Nell’istante in cui nasce la polis, la collocazione della gestione e dell’esercizio del potere è al centro della comunità. Negli ultimi decenni del Novecento si è sviluppato in Italia e in Francia un dibattito sulla categoria di comunità che ha messo in discussione un topos della filosofia contemporanea per il quale essa veniva intesa come la sostanza che connette determinati soggetti tra loro nella condivisione di una comune identità. In questo modo la comunità appariva legata alla figura del “proprio”. Secondo questa declinazione la comunità restava imbrigliata entro i limiti di una appartenenza reciproca. I membri di questa comunità risultavano avere in comune il loro proprio.

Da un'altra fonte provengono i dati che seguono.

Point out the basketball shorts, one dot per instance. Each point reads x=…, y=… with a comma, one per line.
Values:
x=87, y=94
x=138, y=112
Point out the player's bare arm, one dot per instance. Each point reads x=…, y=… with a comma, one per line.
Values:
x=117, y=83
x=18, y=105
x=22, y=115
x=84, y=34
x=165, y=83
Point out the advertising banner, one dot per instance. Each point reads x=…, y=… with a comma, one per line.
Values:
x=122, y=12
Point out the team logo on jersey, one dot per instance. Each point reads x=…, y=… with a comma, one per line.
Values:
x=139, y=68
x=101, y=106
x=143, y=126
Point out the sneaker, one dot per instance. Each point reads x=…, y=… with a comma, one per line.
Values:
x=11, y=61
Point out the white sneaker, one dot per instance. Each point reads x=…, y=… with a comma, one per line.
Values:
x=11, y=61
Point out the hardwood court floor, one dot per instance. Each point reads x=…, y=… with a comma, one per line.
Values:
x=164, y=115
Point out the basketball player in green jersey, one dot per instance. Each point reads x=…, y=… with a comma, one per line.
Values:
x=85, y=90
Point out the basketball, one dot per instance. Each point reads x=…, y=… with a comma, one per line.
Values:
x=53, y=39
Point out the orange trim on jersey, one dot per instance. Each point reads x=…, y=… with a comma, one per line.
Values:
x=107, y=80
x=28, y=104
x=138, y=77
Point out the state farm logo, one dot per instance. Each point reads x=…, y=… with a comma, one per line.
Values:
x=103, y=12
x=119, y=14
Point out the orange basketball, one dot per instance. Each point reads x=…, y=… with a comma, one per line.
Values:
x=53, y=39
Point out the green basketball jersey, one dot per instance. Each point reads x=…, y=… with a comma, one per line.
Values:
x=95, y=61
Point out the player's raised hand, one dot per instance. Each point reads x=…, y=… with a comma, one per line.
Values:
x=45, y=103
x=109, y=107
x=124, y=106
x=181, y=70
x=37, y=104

Contro questo paradigma si ponevano gli scritti di Jean-Luc Nancy, Maurice Blanchot, Giorgio Agamben e Roberto Esposito, per i quali la comunità rimandava a una sorta di alterità costitutiva che la sottraeva a ogni connotazione identitaria. Nella visione di Roberto Esposito nell’etimologia di comunità si annida la sua verità paradossale: comunità è communitas, cum-munus: il munus può avere un triplice significato e rimanda a un dovere, un debito, un dono-da-dare. I soggetti della comunità sono dunque uniti da un obbligo che li rende non completamente padroni di se stessi.[1] In particolare Hobbes sottolineava che, se la relazione tra gli uomini è distruttiva, l’unica via di uscita è la distruzione della relazione stessa, compresa la comunità: in questo, per la prima volta, si delinea “quella piramide del sacrificio” che costituisce il tratto dominante della storia moderna. Ciò che viene sacrificato è il cum, la relazione tra gli uomini, e perciò, in qualche modo, gli uomini stessi che vivono nella rinuncia a convivere.[2]

Ciò che lega i soggetti nella comunità non ha nulla di rassicurante poiché sembra caratterizzarsi come la loro fine, la loro morte. Da questa insidia deriva la tentazione di far fronte al pericolo del munus procedendo alla sua immunizzazione. Immunitas per Esposito è opposto a communitas. Proprio l’opposizione di questi due termini consente al filosofo napoletano di tentare una rilettura del pensiero filosofico sulla comunità.[3]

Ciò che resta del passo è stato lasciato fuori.